Bundling can provide both benefits and drawbacks to broadband customers. In general, bundled services are less expensive when purchased together and consumer surplus from one good in the bundle can help “subsidise” another less-valued element. Bundling also allows the integration of products in a way that benefits consumers.
In other cases bundles can lead to situations where customers are worse off. Consumers may be required to purchase a bundle which contains one product they value and others they do not. Bundling also raises some significant concerns regarding transparency and consumer “lock in”. Bundles may make it difficult or impossible for subscribers to switch providers of certain bundled services and not others.
An OECD data collection of over 2 000 offers of stand-alone and bundled services from 90 firms across 30 OECD countries reveals that broadband services in the OECD are overwhelmingly sold as mixed bundles, allowing users to choose among stand-alone offers or bundled services. Of the 90 operators surveyed, 77% allow users to buy stand-alone broadband service. 17% tie broadband service to a fixed-line voice service and 4% require a television package to obtain broadband access. Only 2% of the offers surveyed required subscribers to take a triple-play service to have broadband.
Broadband bundles are typically sold with a significant price discount over stand-alone prices. The average bundled discount compared with buying the services separately is USD 15 (PPP) per month or 26%. The average price of a triple-play bundle across all countries and operators is USD 65 (PPP) per month, while the median price is USD 59 PPP. The average entry-level price for a triple-play bundle is USD 41 PPP per month.
Consumers often consider the incremental cost of adding broadband to an existing phone and television subscription. The minimum incremental cost of adding broadband service to an existing service ranges from USD 0 to 37 (PPP) across countries in October 2009. Overall, the average incremental price of broadband once a user already has a phone or cable line is USD 15 (PPP). This is, on average, a 32% reduction off the minimum stand-alone price available in the market.

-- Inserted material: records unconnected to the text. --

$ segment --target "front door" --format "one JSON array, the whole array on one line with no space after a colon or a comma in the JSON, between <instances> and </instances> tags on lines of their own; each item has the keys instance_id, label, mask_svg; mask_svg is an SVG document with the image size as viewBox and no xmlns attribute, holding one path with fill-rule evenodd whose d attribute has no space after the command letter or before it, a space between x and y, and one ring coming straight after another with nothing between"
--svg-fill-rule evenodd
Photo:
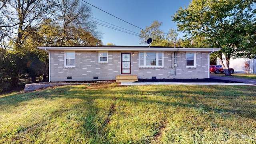
<instances>
[{"instance_id":1,"label":"front door","mask_svg":"<svg viewBox=\"0 0 256 144\"><path fill-rule=\"evenodd\" d=\"M131 74L131 53L121 53L121 74Z\"/></svg>"}]
</instances>

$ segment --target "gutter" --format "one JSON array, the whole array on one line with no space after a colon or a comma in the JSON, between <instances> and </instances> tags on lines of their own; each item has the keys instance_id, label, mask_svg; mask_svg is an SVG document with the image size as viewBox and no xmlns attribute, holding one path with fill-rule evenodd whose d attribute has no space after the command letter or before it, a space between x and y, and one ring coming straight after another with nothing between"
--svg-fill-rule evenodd
<instances>
[{"instance_id":1,"label":"gutter","mask_svg":"<svg viewBox=\"0 0 256 144\"><path fill-rule=\"evenodd\" d=\"M44 50L46 51L49 54L49 82L51 82L51 54L50 52L48 51L46 48L44 48Z\"/></svg>"},{"instance_id":2,"label":"gutter","mask_svg":"<svg viewBox=\"0 0 256 144\"><path fill-rule=\"evenodd\" d=\"M212 51L208 54L208 78L210 78L210 55L214 52L214 49L212 49Z\"/></svg>"}]
</instances>

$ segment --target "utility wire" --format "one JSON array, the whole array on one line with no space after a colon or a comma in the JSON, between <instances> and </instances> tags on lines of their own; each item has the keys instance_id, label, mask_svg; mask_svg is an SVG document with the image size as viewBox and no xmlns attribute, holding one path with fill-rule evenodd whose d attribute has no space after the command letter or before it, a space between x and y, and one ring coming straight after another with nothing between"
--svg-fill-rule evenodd
<instances>
[{"instance_id":1,"label":"utility wire","mask_svg":"<svg viewBox=\"0 0 256 144\"><path fill-rule=\"evenodd\" d=\"M88 21L88 22L92 22L92 23L95 23L97 24L102 26L105 26L106 27L107 27L107 28L111 28L111 29L113 29L113 30L118 30L118 31L120 31L120 32L125 32L125 33L127 33L127 34L132 34L132 35L134 35L134 36L140 36L139 35L138 35L138 34L133 34L133 33L132 33L131 32L126 32L126 31L124 31L123 30L122 30L121 29L120 29L114 27L113 26L108 26L108 25L107 25L106 24L103 24L103 23L100 23L100 22L96 22L96 21L92 22L91 21L88 20L86 20Z\"/></svg>"},{"instance_id":2,"label":"utility wire","mask_svg":"<svg viewBox=\"0 0 256 144\"><path fill-rule=\"evenodd\" d=\"M134 25L134 24L131 24L130 23L130 22L127 22L127 21L125 21L125 20L122 20L122 19L121 19L121 18L118 18L118 17L117 17L117 16L115 16L113 15L113 14L110 14L109 13L108 13L108 12L107 12L105 11L105 10L102 10L101 9L100 9L100 8L98 8L98 7L96 7L96 6L94 6L94 5L92 5L92 4L90 4L90 3L89 3L87 2L86 2L86 1L84 1L84 0L82 0L83 2L85 2L85 3L86 3L86 4L89 4L89 5L90 5L90 6L93 6L93 7L94 7L94 8L97 8L97 9L99 9L99 10L101 10L101 11L103 11L103 12L105 12L105 13L107 13L107 14L109 14L109 15L111 15L111 16L113 16L113 17L114 17L116 18L117 18L117 19L119 19L119 20L122 20L122 21L123 21L123 22L126 22L126 23L128 23L128 24L130 24L130 25L132 25L132 26L135 26L135 27L136 27L136 28L139 28L139 29L141 29L141 30L144 30L144 31L145 31L145 32L148 32L148 33L150 33L150 34L152 34L152 35L154 35L154 36L157 36L157 37L159 37L159 38L161 38L161 39L162 39L166 40L168 40L168 41L170 41L169 40L168 40L168 39L166 39L166 38L162 38L162 37L161 37L159 36L158 36L158 35L156 35L156 34L153 34L153 33L152 33L152 32L148 32L148 31L147 31L147 30L145 30L143 29L143 28L140 28L140 27L138 27L138 26L135 26L135 25ZM174 42L174 44L175 44L175 43L176 43L176 42L172 42L172 41L170 41L170 42Z\"/></svg>"},{"instance_id":3,"label":"utility wire","mask_svg":"<svg viewBox=\"0 0 256 144\"><path fill-rule=\"evenodd\" d=\"M97 18L94 18L94 17L92 17L92 16L90 16L90 17L91 18L94 18L94 19L96 19L96 20L100 20L100 21L102 21L102 22L105 22L105 23L107 23L107 24L111 24L111 25L112 25L112 26L116 26L116 27L118 27L118 28L122 28L122 29L124 29L124 30L128 30L128 31L129 31L129 32L132 32L136 34L138 34L138 35L139 35L140 34L139 34L139 33L137 33L137 32L133 32L133 31L131 31L131 30L127 30L127 29L126 29L124 28L122 28L122 27L120 27L120 26L116 26L116 25L114 25L114 24L110 24L110 23L109 23L108 22L106 22L104 21L103 21L103 20L99 20L99 19L97 19Z\"/></svg>"}]
</instances>

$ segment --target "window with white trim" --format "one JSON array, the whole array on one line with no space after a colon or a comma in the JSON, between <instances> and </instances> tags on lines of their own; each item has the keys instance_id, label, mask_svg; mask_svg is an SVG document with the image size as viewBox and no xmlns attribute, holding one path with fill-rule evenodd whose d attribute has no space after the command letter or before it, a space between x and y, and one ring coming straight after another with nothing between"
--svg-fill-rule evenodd
<instances>
[{"instance_id":1,"label":"window with white trim","mask_svg":"<svg viewBox=\"0 0 256 144\"><path fill-rule=\"evenodd\" d=\"M186 53L186 66L195 67L196 66L196 53Z\"/></svg>"},{"instance_id":2,"label":"window with white trim","mask_svg":"<svg viewBox=\"0 0 256 144\"><path fill-rule=\"evenodd\" d=\"M107 52L99 52L99 62L108 62L108 53Z\"/></svg>"},{"instance_id":3,"label":"window with white trim","mask_svg":"<svg viewBox=\"0 0 256 144\"><path fill-rule=\"evenodd\" d=\"M76 66L76 52L75 51L65 51L64 57L65 66Z\"/></svg>"},{"instance_id":4,"label":"window with white trim","mask_svg":"<svg viewBox=\"0 0 256 144\"><path fill-rule=\"evenodd\" d=\"M162 67L162 52L144 52L139 54L140 67Z\"/></svg>"}]
</instances>

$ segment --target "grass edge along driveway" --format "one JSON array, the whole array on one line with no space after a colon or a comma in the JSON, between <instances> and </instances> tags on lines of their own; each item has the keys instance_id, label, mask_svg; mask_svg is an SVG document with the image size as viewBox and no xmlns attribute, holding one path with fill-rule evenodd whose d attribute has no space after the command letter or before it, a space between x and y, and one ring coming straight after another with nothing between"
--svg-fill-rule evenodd
<instances>
[{"instance_id":1,"label":"grass edge along driveway","mask_svg":"<svg viewBox=\"0 0 256 144\"><path fill-rule=\"evenodd\" d=\"M256 91L114 83L0 95L0 143L255 144Z\"/></svg>"}]
</instances>

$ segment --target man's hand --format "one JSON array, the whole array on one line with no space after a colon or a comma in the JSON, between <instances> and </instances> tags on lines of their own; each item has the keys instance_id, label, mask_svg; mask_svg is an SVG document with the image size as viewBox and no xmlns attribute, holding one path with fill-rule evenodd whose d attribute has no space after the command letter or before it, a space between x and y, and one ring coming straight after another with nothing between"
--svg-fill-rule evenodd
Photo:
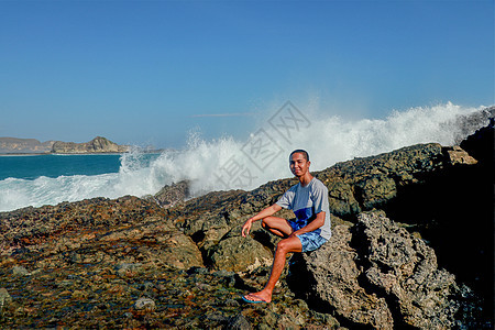
<instances>
[{"instance_id":1,"label":"man's hand","mask_svg":"<svg viewBox=\"0 0 495 330\"><path fill-rule=\"evenodd\" d=\"M244 226L242 227L241 235L245 238L250 234L251 226L253 226L253 218L248 219Z\"/></svg>"}]
</instances>

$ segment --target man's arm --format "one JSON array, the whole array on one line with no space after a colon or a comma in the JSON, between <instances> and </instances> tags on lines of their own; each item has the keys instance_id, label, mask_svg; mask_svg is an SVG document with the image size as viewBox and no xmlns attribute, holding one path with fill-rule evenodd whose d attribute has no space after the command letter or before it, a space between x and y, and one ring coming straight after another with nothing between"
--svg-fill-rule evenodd
<instances>
[{"instance_id":1,"label":"man's arm","mask_svg":"<svg viewBox=\"0 0 495 330\"><path fill-rule=\"evenodd\" d=\"M318 228L320 228L321 226L324 224L324 216L326 216L326 212L323 212L323 211L319 212L316 216L315 220L309 222L308 226L302 227L301 229L298 229L298 230L294 231L289 235L289 238L294 237L294 235L300 235L300 234L304 234L304 233L317 230Z\"/></svg>"},{"instance_id":2,"label":"man's arm","mask_svg":"<svg viewBox=\"0 0 495 330\"><path fill-rule=\"evenodd\" d=\"M245 238L246 235L249 235L251 227L253 226L253 223L257 220L261 220L263 218L270 217L273 213L277 212L282 210L282 207L277 204L274 204L265 209L263 209L262 211L260 211L256 216L248 219L248 221L245 221L244 226L242 227L242 231L241 231L241 235L243 238ZM323 218L324 219L324 218Z\"/></svg>"}]
</instances>

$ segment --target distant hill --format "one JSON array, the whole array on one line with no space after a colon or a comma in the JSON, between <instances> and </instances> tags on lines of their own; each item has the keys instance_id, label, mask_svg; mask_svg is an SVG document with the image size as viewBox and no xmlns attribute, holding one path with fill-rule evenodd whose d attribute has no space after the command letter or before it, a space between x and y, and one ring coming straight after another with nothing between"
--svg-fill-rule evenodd
<instances>
[{"instance_id":1,"label":"distant hill","mask_svg":"<svg viewBox=\"0 0 495 330\"><path fill-rule=\"evenodd\" d=\"M119 145L112 141L97 136L85 143L46 141L36 139L0 138L0 154L95 154L123 153L128 145Z\"/></svg>"},{"instance_id":2,"label":"distant hill","mask_svg":"<svg viewBox=\"0 0 495 330\"><path fill-rule=\"evenodd\" d=\"M124 153L128 150L129 145L119 145L102 136L97 136L86 143L56 141L52 145L54 154Z\"/></svg>"}]
</instances>

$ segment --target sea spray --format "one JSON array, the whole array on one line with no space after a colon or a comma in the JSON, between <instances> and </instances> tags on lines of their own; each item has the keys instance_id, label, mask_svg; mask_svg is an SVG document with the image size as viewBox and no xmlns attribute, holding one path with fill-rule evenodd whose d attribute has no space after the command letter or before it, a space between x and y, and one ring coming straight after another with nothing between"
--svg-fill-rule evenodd
<instances>
[{"instance_id":1,"label":"sea spray","mask_svg":"<svg viewBox=\"0 0 495 330\"><path fill-rule=\"evenodd\" d=\"M385 119L361 120L344 120L327 116L323 111L316 114L318 111L305 111L301 106L298 109L306 116L307 122L293 130L290 139L282 136L268 123L268 119L278 113L273 111L248 141L238 141L232 136L207 141L195 132L182 151L165 151L154 157L139 150L123 154L118 173L0 180L0 211L92 197L144 196L182 179L191 180L191 190L196 196L220 189L252 189L268 180L290 176L288 154L295 148L306 148L311 157L311 170L320 170L337 162L417 143L458 143L480 127L466 128L459 118L483 107L465 108L447 103L393 111ZM255 163L253 154L260 151L253 148L252 143L260 134L270 136L274 143L272 154L264 155L270 164L265 162L263 166ZM237 170L238 175L244 176L227 180L222 176L226 170Z\"/></svg>"}]
</instances>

Figure 10. Minimum incremental price of adding broadband to voice services
October 2009, USD PPP
Note: The combined prices shown in the graphic represent the minimum price for voice and data services, either from the same provider or from different providers if the price is lower. Ireland has a double-play package from UPC which is slightly less expensive than a simple fixed line subscription from Eircom.
While there can be significant benefits for consumers who take bundles, the complexity of communication offers and bundles has made it increasingly difficult to understand and compare service prices and characteristics. A lack of transparent information about services and their prices makes consumer price comparisons more difficult and leads to market inefficiencies. Bundled services can also lead to consumer lock-in for sub-optimal service choices if subscribers are not able to switch providers easily and with minimal expense. Regulators should take steps to ensure that switching is as simple as possible for consumers by addressing any procedural, financial or relational switching barriers.
Incremental improvements in consumer broadband valuations can lead to higher broadband take-up and its resulting network effects in the economy. Boosting the perceived value of broadband (e.g. willingness to pay) to USD 25 (PPP) would make broadband a part of an optimal service mix in all OECD countries assuming consumers will pay the average OECD price for stand-alone voice and video.